Fr. Anthony conducts his own diploma course in psycho-therapy counselling at Ekala. The course takes in a maximum of 15 students and goes on for three months with classes every Saturday morning. The awarded diploma is recognised by the education authorities. Many of the graduates volunteer at the centre. "Although I am a Catholic priest the centre is open to all- race, religion is immaterial. There are many Buddhist priests who followed the counselling course under me."

After obtaining his doctorate in the USA, Fr. Anthony worked with convicts in a New York state prison. Here he collected enough money to come back to Sri Lanka and fulfil his dream- to establish a psycho therapy counselling centre to help poor people. "Many thought I should stay in the USA, earning a fat salary and living well," said Fr. Anthony. "But I did not become a priest to work for Americans."

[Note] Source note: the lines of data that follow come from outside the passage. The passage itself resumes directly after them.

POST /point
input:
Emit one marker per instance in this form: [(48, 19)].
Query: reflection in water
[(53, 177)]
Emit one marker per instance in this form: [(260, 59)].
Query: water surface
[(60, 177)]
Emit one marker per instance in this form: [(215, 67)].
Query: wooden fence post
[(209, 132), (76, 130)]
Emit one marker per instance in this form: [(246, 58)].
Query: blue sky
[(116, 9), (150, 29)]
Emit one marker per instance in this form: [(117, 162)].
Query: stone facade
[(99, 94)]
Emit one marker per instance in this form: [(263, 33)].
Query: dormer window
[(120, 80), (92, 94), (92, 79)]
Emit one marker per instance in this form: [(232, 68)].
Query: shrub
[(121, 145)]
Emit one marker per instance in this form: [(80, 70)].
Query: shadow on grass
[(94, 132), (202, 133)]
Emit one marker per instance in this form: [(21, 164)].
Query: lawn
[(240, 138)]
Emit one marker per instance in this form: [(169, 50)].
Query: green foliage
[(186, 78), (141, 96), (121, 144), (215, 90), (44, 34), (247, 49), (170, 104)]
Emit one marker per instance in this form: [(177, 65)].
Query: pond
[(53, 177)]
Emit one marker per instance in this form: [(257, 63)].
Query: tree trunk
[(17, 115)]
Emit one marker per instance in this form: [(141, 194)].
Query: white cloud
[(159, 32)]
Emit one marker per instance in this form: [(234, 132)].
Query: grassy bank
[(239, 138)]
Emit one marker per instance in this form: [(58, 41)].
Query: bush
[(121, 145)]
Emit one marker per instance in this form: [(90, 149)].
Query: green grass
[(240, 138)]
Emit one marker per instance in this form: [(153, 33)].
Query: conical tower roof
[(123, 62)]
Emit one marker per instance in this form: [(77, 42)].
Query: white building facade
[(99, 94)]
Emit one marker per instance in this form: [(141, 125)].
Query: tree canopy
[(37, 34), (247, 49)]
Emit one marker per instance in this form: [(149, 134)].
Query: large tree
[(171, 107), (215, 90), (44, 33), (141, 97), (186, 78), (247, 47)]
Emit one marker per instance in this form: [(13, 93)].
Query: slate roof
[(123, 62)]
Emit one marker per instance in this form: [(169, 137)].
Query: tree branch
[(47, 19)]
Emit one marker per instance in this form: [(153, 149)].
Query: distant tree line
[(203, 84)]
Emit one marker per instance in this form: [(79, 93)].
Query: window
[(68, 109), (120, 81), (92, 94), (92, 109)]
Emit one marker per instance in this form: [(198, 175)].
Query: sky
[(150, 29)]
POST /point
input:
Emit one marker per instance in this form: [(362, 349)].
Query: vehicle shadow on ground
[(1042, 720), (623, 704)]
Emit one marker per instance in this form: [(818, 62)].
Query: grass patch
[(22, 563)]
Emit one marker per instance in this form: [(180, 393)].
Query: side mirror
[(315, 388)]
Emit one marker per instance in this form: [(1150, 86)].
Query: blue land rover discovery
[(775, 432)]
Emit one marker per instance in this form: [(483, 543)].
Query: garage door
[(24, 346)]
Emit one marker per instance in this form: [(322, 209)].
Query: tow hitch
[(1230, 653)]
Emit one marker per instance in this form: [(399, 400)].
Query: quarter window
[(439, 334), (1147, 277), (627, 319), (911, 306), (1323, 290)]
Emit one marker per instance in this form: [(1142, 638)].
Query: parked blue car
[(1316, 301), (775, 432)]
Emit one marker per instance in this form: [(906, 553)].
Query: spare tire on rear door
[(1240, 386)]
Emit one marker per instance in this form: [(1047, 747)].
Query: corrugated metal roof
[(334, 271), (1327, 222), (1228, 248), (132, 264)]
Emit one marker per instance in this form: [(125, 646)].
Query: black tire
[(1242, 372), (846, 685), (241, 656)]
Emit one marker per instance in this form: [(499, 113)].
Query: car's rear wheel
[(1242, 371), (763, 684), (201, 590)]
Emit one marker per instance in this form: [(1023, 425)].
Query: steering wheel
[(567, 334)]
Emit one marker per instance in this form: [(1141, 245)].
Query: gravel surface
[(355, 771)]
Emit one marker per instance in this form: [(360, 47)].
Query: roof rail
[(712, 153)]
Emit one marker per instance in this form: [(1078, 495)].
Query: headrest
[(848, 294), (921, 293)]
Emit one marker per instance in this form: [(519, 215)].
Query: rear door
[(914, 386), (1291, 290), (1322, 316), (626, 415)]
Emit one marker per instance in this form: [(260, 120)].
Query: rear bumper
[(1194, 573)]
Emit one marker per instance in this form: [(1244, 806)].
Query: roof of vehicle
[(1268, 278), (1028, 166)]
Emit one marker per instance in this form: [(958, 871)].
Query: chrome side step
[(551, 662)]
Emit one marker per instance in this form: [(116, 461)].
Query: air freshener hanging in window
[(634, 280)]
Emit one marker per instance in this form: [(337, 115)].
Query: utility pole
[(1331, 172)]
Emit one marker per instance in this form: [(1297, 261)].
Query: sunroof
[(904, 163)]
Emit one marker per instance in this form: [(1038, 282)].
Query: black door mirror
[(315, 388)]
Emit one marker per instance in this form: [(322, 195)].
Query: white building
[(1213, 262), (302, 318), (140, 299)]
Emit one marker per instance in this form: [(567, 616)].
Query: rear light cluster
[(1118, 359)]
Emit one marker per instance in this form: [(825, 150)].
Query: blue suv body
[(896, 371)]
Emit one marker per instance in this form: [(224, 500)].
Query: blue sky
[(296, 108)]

The land in Ragama that he was first interested in was soon beyond his reach for the price was too high, and Fr. Anthony settled for the present site in Ekala. "Looking back, I think God made that decision, because this area, with its problems of migrant factory workers, is most in need of a counselling centre like this." Fr. Anthony said that there are at least two suicides a week among factory girls who have come from villages and struggle to survive in the harsh urban world.

The centre is run totally on funding- mostly through Fr. Anthony's University salary.

Often, he said, it's a mystery how funding comes in and things get done. "we are not in debt, we can still afford to give this service free of charge and we even complete building projects without much money in hand. It's all providence."

Looking at the future, Fr. Anthony hopes to increase the centre's activity by keeping Sahana Medura open throughout the week, providing lodging to patients who come from distant places and thereby serving a larger section of the population. To do this he hopes to draw in many more volunteers and students for the diploma. Even if the diploma holders do not serve the centre, their services will be needed elsewhere in the country, Fr. Anthony said.